Our MaineHealth pediatric rheumatologists will work with you and your child to create a personalized care treatment plan that works best for your family. All of our pediatric specialists are passionate about providing children with kind, compassionate, and effective care.
What is pediatric rheumatology?
Your child’s doctor may recommend that your child visit a pediatric rheumatologist for evaluation of aches and pain in the joints, muscles, bones or tendons. A pediatric rheumatologist also sees young patients with other symptoms of arthritis or an autoimmune disorder. Juvenile arthritis is a general term used to talk about autoimmune and inflammatory conditions affecting the joints that children under the age of 16 may develop.

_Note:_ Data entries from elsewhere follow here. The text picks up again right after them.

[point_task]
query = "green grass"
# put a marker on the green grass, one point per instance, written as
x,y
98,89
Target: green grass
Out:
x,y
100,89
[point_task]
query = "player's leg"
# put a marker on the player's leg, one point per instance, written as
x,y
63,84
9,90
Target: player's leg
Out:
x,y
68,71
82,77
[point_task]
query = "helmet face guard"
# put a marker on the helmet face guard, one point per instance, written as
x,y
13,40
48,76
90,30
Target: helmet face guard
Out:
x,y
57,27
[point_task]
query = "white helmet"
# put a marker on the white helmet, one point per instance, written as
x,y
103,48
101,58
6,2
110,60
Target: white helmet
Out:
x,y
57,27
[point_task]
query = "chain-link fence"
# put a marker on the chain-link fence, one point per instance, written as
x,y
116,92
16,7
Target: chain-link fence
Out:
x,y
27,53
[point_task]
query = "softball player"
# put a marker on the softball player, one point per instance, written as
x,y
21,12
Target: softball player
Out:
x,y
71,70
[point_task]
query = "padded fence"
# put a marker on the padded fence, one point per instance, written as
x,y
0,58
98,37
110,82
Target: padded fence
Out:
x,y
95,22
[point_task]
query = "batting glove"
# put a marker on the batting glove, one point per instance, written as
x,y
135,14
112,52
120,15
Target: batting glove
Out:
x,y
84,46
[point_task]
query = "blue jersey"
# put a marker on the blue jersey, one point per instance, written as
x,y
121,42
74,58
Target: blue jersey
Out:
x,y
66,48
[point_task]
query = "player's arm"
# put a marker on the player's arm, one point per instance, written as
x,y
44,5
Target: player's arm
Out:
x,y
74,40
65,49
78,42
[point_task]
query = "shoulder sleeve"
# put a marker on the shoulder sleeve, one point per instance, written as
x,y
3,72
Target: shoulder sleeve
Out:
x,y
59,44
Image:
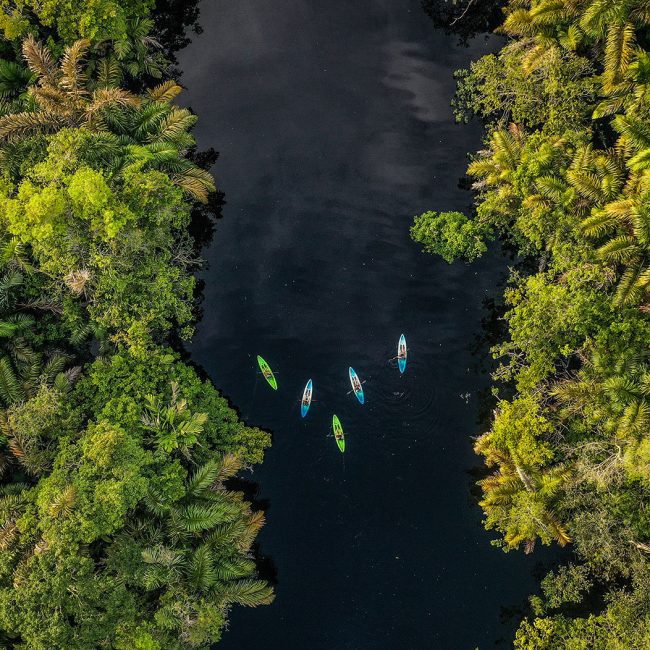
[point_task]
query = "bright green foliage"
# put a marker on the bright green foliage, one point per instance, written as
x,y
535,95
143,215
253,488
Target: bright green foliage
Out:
x,y
112,240
118,527
449,234
564,178
554,90
120,390
96,20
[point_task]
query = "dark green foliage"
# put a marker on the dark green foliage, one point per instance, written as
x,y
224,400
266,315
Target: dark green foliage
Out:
x,y
564,178
449,234
117,525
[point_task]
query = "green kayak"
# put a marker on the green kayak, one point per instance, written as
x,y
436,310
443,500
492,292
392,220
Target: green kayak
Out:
x,y
267,372
338,433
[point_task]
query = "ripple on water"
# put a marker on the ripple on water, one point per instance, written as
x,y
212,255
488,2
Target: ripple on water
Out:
x,y
407,401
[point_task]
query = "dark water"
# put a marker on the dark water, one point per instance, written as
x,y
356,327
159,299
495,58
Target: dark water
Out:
x,y
334,127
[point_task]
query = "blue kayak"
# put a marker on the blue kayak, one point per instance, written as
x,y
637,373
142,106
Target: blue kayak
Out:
x,y
401,353
356,385
306,399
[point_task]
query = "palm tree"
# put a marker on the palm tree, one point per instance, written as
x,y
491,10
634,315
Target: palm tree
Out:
x,y
199,547
130,129
518,499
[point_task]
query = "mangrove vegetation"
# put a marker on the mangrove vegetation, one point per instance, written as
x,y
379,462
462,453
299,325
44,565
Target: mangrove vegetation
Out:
x,y
564,182
119,528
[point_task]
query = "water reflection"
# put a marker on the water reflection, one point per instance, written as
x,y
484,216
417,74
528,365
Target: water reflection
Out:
x,y
334,128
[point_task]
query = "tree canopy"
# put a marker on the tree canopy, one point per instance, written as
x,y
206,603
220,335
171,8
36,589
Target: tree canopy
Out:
x,y
564,180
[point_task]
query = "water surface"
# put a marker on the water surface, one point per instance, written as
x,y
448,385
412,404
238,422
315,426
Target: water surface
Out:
x,y
334,127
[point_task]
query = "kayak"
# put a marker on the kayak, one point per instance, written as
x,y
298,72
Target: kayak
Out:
x,y
306,399
401,353
338,433
267,372
356,385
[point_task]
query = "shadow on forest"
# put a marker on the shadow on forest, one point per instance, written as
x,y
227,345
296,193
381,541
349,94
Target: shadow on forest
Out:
x,y
174,23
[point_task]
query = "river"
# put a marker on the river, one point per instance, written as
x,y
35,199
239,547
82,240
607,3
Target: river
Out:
x,y
334,128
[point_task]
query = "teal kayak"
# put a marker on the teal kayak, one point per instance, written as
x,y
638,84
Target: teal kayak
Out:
x,y
267,372
356,385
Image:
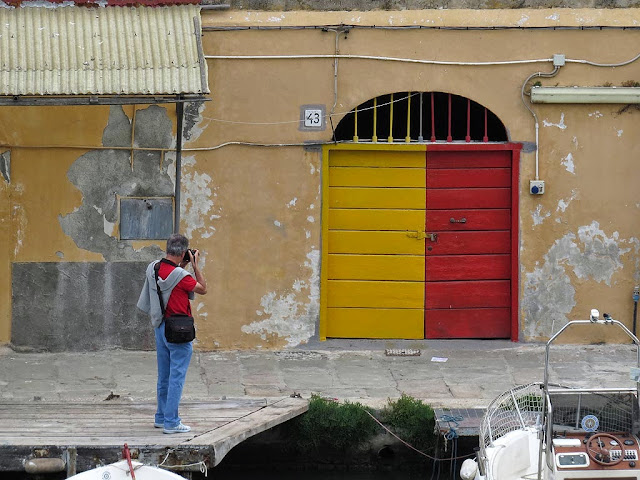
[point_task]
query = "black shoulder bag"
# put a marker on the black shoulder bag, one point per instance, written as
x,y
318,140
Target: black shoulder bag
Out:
x,y
178,328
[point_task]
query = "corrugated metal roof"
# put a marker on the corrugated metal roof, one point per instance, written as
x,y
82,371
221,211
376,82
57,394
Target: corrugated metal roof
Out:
x,y
101,51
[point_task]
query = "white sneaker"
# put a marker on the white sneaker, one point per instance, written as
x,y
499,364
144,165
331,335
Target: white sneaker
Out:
x,y
180,428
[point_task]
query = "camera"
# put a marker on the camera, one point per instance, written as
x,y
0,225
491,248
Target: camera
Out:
x,y
186,255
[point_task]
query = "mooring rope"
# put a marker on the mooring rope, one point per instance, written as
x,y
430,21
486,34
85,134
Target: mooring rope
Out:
x,y
414,448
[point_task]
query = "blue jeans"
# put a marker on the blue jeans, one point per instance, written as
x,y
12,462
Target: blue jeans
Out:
x,y
173,362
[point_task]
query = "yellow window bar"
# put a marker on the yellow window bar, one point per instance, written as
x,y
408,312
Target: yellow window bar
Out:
x,y
374,138
390,138
355,125
408,137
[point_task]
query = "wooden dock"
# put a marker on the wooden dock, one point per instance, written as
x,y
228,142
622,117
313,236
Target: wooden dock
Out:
x,y
80,436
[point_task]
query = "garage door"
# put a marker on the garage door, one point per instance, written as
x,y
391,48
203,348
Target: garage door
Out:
x,y
419,244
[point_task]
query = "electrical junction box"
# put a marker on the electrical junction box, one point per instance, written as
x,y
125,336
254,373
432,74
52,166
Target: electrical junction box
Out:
x,y
536,187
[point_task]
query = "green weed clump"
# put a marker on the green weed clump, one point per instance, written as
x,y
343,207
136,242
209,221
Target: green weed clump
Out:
x,y
412,420
329,425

There is no known cause for juvenile arthritis, though environmental triggers, genetics and certain infections may be related.
MaineHealth pediatric rheumatologists are skilled and compassionate in treating children to lessen pain and improve symptoms. Pediatric rheumatologists will evaluate, diagnose, and develop care plans for joint, muscle, and bone issues, including:
- Autoimmune disorders
- Chronic musculoskeletal pain
- Inflammation and inflammatory disease
- Symptoms such as pain, weakness, loss of appetite, loss of function/skills, fatigue, weight loss, swelling joints, anemia, or rash.
There isn’t a cure for juvenile arthritis, but remission is possible. Our goal through treatment is to decrease inflammation and control pain so that the child has a better quality of life.
What are the symptoms of juvenile arthritis?
There are several different types of juvenile arthritis depending on the joints and parts of the body affected. Symptoms can include:
Pain, swelling in the joints
Eye pain or eye redness
Seeming weak or tired
Screening and diagnosis
The process of diagnosing a condition may be long and very thorough. It is important that the doctor knows exactly what is going on with your child.
There aren’t blood tests to tell which type of juvenile arthritis your child may have. In most cases, the doctor will perform a detailed physical exam and use your child’s medical history to determine the diagnosis.
Treatment options will depend on the individual patient and what types of arthritis, pain, or autoimmune disease the patient has. Most treatment plans will be a combination of medicine, physical therapy and exercise. Your child’s healthcare team will work together to design the best treatment plan for your child.